И ненависть, которая сидела в нём минуту назад, прошла. И ему стало жаль лежащих перед ним немцев. Ведь и у них есть и матери, и жёны, и дети. Это им предстоит хлебнуть из горькой чаши потерь.

И кто-то из взвода то ли со злобы, то ли от неушедшего страха метнул в танк бутылку с зажигательной смесью. И тот сначала загорелся, а потом зачадил.

Иван, любовавшийся своим танком, который стоял, как памятник, стал материться на дурака, потому что ветер гнал на них дым, который острыми иглами вонзался в пересохшее горло.

Но расслабляться было некогда, гансы поредевшими цепями набегали на них. Вот-вот придётся схлестнуться в рукопашной. И каждый, уже преодолев свой страх, приготовился к этому.

Вдруг над головой Ивана в сторону немцев с улюлюканьем, оставляя дымные хвосты, полетели мины. И там, где только что были танки и пехота, всколыхнулась земля. И все смешалось, и всё горело, и нельзя было различить, где взрыв, а где облако пыли.

Грохот стоял такой, словно тысячи чертей вылезли из преисподней и застучали по земле своими огромными железными молотками.

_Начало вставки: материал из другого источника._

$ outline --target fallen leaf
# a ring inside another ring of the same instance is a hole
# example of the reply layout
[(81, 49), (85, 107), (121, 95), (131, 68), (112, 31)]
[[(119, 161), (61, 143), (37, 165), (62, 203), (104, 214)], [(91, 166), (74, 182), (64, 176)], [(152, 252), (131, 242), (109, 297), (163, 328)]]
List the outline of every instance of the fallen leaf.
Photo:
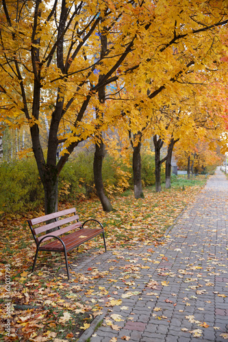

Всё стихло. Воздух наполнился тишиной. Запах горелой плоти растекался по степи и нестерпимо першил в горле, к нему примешивался тонкий, почти не уловимый вкус полыни.

Когда пыль рассеялась, ни немцев, ни танков и в помине не было. Все с облегчением вздохнули.

«Теперь не сунутся», – подумал Иван.

И отставив винтовку, долго крутил ставшими вдруг непослушными пальцами самокрутку. Ещё дольше пытался поджечь, но она не загоралась. Наконец затлела, и по окопу пополз сизый дымок. Терпкий аромат наполнил сердца умиротворением. Иван подошел к командиру и сказал:

– Пойду до артиллеристов прогуляюсь.

– Зачем? – удивился взводный.

– Земляка проведаю.

Слово «земляк» всегда производило впечатление. На войне земляк, все равно, что на гражданке близкий родственник. Поэтому лейтенант ничего не ответил, а согласно кивнул головой. И при этом, на секунду задержав Ивана за плечо, сказал:

– А здорово ты танк.

Иван дернул плечом, как бы говоря: «Дескать, дело прошлое, чего уж там».

И попыхивая самокруткой, пошел в сторону артиллеристов.

Долго идти не пришлось. Те лежали в ряд в прокровавленных и изорванных гимнастёрках. Никого из лежащих Иван не знал, так пересекались иногда – полк-то один. А тут все они, и пушки ни одной целой, словно огромный великан гнул и рвал непосильное человеческим рукам железо и, наигравшись, разбросал их как попало.

Иван остановился, бросил под ноги, затоптал дотлевающую самокрутку и снял пилотку.

Выравнивая воронку под могилу, трудились бойцы.

Иван понимал, что копать после напряженного боя, когда ни у кого не осталось сил, тяжело, да и хоронить среди чистого поля хороших ребят не следовало. И он поделился своим сомнением с копавшим солдатом.

Тот выпрямился и, опираясь на лопату, раздраженно сказал:

– А куда их? В город, в Сталинград, что ли, везти?

Отмахнувшись от Ивана, продолжил прерванную работу.

Иван понял никчемность своего замечания. И спасибо надо сказать, что хоть так хоронят. Сколько осталось лежать неприбранными, пока отступали. Пойди найди их теперь в этой степи и разбери, кто есть кто.

Война нарушила что-то человеческое внутри всех, когда уже нет дела не то что до другого человека, не то что до соседа по окопу, а до себя самого.

Страх сидел внутри каждого, страх стал состоянием души, привычкой, и от него постоянно ныло и сосало под ложечкой. И это гадливое чувство ломало человека каждый день, каждый час, каждую минуту. И тихий, и спокойный вдруг ни с того ни с сего мог наорать на другого. Война перекорёжила всё: и живое и неживое.